GPS e GAE

Supplenze docenti, dal Ministero arrivano le linee guida per la gestione dei posti vacanti e delle rinunce

Nuove indicazioni operative per la gestione dei contratti a tempo determinato nel comparto scuola. Con la nota numero 23352 firmata il 10 settembre 2026, il Ministero dell’Istruzione e del Merito

Supplenze docenti, dal Ministero arrivano le linee guida per la gestione dei posti vacanti e delle rinunce
  • PublishedSettembre 11, 2026

Nuove indicazioni operative per la gestione dei contratti a tempo determinato nel comparto scuola. Con la nota numero 23352 firmata il 10 settembre 2026, il Ministero dell’Istruzione e del Merito è intervenuto per fornire chiarimenti definitivi agli Uffici Scolastici Territoriali e ai dirigenti scolastici, delineando le modalità di assegnazione delle supplenze al verificarsi di diverse casistiche procedurali.

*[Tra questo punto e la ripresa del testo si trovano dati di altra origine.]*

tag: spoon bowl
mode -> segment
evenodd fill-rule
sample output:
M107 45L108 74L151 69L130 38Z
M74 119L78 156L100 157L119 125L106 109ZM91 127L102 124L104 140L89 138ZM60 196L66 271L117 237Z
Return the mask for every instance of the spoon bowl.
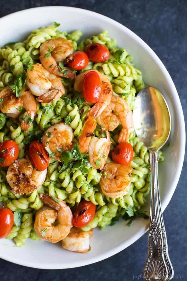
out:
M171 130L171 117L162 94L152 87L139 92L133 110L134 125L137 136L149 149L157 150L167 141Z

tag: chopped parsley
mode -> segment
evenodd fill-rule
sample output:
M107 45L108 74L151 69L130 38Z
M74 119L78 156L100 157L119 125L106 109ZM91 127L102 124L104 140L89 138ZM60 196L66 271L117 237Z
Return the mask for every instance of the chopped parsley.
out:
M53 48L52 47L49 47L49 48L48 52L45 54L44 56L45 58L49 58L51 54L51 53L53 52Z
M64 67L64 64L62 62L59 62L58 65L60 67L61 70L61 71L59 71L58 73L58 74L60 74L61 73L63 73L64 75L65 76L68 73L68 70L65 68Z
M45 133L45 135L48 138L51 137L51 133L50 132L47 132L47 133Z
M34 66L33 65L31 65L31 64L29 64L27 66L27 69L29 70L30 70L31 71L33 69L34 69Z
M69 125L70 124L71 122L71 117L69 115L68 115L67 117L66 117L65 118L65 124Z
M101 159L100 158L98 158L96 162L95 162L95 166L97 167L98 167L100 165L100 163L101 163Z
M45 233L45 231L47 230L46 228L44 228L43 230L42 230L41 232L41 234L42 237L44 237L46 235L46 233Z
M21 91L22 87L24 88L27 81L26 79L25 79L23 82L23 77L20 76L15 80L13 85L9 86L9 88L12 90L13 93L16 94L17 98L19 98L21 94Z
M27 122L27 124L28 125L30 124L32 122L33 122L34 121L34 119L33 118L31 118L31 117L30 115L29 114L27 116L26 116L24 117L23 119L24 121L24 122Z
M55 155L54 152L52 152L47 146L45 146L45 148L46 149L47 153L49 154L49 157L54 157Z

Il documento ministeriale focalizza l’attenzione su tre scenari principali. Il primo riguarda le cattedre che rimangono prive di docente a livello provinciale al termine dei turni di nomina a causa dell’esaurimento delle relative graduatorie. Per questi posti, la palla passa direttamente alle singole istituzioni scolastiche, che dovranno attingere alle proprie graduatorie d’istituto per la copertura della cattedra. A questo scopo, gli uffici provinciali sono tenuti a comunicare con la massima celerità alle scuole l’elenco completo dei posti rimasti vacanti.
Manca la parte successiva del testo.